A new class of TSCs containing piperazine (piperazinylogs) of Triapine, was designed to fulfill the di-substitution pattern at the TSCs N4 position, which is a crucial prerequisite for the high activity of the previously obtained TSC compounds–DpC and Dp44mT. We tested the important physicochemical characteristics of the novel compounds L1-L12. The studied ligands are neutral at physiological pH, which allows them to permeate cell membranes and bind cellular Fe pools more readily than less lipid-soluble ligands, e.g. DFO. The selectivity and anti-cancer activity of the novel TSCs were examined in a variety of cancer cell types. In general, the novel compounds demonstrated the greatest promise as anti-cancer agents with both a potent and selective anti-proliferative activity. We investigated the mechanism of action more deeply, and revealed that studied compounds inhibit the cell cycle (G1/S phase). Additionally we detected apoptosis, which is dependent on cell line’s specific genetic profile. Accordingly, structure-activity relationship studies suggest that the combination of the piperazine ring with Triapine allows potent and selective anticancer chelators that warrant further in vivo examination to be identified. Significantly, this study proved the importance of the di-substitution pattern of the amine N4 function.

The role of oxidative stress in activity of anticancer thiosemicarbazones

Thiosemicarbazones are chelators of transition metals such as iron or copper whose anticancer potency is intensively investigated. Although two compounds from this class have entered clinical trials, their precise mechanism of action is still unknown. Recent studies have suggested the mobilization of the iron ions from a cell, as well as the inhibition of ribonucleotide reductase, and the formation of reactive oxygen species. The complexity and vague nature of this mechanism not only impedes a more rational design of novel compounds, but also the further development of those that are highly active that are already in the preclinical phase.
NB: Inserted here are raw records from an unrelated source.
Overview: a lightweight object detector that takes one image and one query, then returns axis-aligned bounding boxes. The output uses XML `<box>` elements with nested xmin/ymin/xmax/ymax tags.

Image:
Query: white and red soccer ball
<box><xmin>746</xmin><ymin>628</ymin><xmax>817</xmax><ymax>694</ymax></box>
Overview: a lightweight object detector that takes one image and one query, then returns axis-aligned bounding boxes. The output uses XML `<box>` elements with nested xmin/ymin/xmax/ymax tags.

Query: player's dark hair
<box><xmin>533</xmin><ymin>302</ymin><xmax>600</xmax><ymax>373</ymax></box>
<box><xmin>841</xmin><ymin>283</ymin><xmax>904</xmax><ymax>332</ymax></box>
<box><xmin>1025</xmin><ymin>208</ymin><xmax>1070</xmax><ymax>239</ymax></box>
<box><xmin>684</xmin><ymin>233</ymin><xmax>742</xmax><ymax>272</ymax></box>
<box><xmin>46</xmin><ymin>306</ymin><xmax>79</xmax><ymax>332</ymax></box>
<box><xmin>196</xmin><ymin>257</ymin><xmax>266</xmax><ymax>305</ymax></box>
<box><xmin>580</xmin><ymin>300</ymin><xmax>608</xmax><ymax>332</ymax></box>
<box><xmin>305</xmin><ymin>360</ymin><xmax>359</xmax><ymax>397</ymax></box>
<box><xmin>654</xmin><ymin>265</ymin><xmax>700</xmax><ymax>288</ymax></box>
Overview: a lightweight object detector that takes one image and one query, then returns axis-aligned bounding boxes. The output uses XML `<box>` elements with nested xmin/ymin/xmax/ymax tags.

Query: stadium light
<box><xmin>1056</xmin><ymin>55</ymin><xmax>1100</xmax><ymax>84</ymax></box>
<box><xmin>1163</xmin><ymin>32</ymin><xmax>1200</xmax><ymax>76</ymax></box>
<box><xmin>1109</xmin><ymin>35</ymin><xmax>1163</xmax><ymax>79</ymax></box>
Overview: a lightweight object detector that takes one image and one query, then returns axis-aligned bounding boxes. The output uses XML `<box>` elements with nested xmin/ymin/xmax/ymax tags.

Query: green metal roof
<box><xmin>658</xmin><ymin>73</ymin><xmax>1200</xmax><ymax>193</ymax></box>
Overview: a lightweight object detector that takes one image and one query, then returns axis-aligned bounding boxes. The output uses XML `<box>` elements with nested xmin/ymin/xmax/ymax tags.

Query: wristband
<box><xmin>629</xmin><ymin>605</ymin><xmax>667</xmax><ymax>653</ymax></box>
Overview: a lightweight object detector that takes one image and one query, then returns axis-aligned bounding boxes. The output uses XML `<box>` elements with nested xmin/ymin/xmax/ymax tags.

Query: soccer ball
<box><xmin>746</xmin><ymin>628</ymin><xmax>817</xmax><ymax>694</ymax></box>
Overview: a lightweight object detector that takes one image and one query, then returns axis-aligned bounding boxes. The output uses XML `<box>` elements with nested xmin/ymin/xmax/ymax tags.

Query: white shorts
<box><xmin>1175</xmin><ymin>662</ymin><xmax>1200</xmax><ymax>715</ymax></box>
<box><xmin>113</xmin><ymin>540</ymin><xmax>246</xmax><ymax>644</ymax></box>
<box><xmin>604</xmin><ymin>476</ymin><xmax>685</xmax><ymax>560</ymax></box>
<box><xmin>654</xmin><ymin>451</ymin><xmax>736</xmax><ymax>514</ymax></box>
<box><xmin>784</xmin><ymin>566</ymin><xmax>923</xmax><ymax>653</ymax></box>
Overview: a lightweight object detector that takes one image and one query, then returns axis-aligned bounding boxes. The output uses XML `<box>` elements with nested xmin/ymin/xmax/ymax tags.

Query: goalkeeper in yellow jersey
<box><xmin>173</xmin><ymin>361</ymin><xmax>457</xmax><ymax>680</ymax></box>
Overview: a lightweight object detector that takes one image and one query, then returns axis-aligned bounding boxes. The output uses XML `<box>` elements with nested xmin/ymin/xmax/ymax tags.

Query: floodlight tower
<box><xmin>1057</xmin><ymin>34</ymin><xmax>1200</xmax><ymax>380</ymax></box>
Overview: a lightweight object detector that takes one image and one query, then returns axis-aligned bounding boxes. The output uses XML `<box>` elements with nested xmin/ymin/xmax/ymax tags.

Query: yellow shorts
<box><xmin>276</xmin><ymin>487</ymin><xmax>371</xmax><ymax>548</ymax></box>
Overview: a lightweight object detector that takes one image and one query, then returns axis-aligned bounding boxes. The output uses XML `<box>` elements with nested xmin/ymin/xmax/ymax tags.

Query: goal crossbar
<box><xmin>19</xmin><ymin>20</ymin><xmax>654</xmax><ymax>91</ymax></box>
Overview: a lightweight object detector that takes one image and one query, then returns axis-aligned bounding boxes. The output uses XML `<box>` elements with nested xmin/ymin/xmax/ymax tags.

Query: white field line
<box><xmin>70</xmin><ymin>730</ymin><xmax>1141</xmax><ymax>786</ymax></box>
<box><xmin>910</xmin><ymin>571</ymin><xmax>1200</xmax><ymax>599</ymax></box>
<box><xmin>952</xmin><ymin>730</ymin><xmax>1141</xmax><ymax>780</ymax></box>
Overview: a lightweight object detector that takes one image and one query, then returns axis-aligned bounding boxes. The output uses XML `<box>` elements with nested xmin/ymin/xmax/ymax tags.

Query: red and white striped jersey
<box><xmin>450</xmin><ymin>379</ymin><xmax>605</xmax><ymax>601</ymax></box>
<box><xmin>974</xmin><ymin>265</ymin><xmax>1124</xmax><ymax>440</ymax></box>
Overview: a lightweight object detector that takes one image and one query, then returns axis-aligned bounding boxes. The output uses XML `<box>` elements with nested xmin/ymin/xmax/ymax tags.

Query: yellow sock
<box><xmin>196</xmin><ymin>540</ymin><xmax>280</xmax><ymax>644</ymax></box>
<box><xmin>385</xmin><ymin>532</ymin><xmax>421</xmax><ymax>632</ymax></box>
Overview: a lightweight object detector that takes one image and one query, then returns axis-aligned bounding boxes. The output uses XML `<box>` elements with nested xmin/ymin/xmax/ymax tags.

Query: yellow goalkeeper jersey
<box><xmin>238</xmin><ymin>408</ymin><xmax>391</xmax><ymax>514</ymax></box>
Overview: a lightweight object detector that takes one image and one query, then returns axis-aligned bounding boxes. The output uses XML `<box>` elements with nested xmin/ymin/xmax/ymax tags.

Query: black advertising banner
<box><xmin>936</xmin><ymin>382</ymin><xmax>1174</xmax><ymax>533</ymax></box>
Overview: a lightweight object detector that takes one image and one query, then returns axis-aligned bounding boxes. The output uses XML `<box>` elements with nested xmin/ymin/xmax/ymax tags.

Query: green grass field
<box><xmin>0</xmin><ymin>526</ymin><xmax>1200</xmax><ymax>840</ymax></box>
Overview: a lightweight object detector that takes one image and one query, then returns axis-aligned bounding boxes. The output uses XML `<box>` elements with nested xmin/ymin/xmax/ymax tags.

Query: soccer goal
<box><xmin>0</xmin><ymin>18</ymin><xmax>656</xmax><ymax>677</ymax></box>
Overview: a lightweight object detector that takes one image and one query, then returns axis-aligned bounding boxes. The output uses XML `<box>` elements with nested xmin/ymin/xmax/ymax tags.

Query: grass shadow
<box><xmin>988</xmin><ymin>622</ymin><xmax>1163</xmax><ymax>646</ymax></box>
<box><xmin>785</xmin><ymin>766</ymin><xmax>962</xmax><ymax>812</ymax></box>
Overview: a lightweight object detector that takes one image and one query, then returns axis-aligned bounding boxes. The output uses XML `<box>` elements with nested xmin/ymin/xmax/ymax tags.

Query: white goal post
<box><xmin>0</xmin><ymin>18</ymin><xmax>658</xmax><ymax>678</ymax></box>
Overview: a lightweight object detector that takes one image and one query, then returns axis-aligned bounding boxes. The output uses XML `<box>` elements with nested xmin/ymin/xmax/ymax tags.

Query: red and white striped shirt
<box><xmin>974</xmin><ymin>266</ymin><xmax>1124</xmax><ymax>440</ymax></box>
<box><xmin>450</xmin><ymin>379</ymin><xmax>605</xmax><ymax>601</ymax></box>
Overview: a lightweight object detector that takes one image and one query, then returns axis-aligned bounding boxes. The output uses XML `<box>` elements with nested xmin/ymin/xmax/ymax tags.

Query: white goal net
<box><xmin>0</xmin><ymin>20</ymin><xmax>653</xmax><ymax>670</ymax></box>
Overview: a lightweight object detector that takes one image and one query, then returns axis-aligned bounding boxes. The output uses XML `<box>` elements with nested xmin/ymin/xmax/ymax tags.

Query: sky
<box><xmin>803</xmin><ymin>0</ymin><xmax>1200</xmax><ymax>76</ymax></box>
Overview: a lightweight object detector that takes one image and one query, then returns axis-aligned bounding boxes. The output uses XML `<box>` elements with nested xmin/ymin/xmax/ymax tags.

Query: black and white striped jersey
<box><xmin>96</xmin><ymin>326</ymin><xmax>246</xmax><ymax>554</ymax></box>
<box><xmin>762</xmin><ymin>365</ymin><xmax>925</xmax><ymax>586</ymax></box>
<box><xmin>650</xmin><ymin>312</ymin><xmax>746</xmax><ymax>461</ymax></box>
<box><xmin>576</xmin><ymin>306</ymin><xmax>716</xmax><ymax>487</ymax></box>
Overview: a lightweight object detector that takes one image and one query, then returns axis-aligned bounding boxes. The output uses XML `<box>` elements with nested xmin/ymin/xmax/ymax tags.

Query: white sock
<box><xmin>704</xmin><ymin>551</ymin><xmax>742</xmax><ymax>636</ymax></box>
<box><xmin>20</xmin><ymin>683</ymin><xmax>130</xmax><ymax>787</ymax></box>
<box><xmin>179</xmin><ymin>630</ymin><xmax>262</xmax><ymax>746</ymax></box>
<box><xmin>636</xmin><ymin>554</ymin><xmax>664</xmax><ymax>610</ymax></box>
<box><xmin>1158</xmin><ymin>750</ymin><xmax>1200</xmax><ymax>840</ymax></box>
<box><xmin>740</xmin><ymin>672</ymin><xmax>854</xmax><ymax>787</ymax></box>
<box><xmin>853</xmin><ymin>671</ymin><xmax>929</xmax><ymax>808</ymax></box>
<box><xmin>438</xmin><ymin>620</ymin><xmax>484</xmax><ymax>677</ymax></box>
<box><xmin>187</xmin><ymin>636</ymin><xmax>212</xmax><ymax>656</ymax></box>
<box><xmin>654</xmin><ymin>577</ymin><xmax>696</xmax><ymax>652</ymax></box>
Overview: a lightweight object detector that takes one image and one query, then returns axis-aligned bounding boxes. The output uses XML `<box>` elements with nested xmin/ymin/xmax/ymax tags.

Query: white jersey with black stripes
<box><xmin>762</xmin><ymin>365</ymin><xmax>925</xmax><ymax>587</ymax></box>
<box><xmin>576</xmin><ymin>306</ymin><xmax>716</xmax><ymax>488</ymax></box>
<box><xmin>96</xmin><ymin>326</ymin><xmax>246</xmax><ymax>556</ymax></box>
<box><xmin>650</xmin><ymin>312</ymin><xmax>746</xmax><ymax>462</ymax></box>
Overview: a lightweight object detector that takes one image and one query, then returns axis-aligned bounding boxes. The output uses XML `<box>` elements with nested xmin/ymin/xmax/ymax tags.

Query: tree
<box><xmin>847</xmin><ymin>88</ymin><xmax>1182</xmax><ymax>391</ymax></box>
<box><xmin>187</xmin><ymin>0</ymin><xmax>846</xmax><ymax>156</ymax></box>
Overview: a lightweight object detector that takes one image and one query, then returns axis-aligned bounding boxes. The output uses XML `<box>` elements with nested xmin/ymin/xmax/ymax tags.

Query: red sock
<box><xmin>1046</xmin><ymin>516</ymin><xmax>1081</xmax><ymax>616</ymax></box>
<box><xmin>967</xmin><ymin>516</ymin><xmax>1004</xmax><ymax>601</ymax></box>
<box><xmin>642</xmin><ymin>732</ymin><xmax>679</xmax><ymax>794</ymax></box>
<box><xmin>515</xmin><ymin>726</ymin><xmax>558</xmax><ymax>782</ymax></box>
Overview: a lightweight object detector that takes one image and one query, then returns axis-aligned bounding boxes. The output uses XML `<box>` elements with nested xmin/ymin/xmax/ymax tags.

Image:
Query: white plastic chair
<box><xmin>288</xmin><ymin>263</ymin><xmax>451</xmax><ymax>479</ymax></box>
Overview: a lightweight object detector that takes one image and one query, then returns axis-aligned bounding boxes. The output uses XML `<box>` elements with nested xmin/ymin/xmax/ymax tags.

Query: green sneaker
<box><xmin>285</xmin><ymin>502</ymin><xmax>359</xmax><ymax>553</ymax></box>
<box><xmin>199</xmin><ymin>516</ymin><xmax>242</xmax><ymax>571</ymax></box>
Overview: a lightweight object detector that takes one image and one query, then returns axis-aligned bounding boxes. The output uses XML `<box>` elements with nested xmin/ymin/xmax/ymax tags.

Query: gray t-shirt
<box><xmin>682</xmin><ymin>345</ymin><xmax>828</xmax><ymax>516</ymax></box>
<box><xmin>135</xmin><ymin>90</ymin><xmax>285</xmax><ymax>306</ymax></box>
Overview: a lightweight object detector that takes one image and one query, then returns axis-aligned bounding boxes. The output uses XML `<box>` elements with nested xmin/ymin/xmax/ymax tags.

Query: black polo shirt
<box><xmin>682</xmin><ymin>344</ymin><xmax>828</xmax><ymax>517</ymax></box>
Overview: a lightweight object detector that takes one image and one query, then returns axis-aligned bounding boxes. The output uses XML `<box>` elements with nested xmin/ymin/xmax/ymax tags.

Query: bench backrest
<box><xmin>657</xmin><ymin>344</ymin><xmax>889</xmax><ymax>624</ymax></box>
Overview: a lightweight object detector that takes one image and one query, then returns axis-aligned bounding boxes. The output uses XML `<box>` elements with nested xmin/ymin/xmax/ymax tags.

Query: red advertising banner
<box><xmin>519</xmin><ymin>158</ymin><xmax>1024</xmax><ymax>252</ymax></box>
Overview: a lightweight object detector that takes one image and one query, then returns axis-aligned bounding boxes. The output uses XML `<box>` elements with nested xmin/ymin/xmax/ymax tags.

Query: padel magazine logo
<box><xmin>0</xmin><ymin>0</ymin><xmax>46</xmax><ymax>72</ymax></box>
In the current work, a series of highly active thiosemicarbazones was studied for their antiproliferative activity in vitro. Our experiments indicate that these complexes have ionophoric properties and redox activity. They appeared to be very effective generating reactive oxygen species and deregulating the antioxidative potential of a cell. Moreover, the genes that are responsible for antioxidant capacity were considerably deregulated, which led to the induction of apoptosis and cell cycle arrest. On the other hand, good intercalating properties of the studied compounds may explain their ability to cleave DNA strands and to also poison related enzymes through the formation of reactive oxygen species. These findings may help to explain the particularly high selectivity that they have over normal cells, which generally have a stronger redox equilibrium.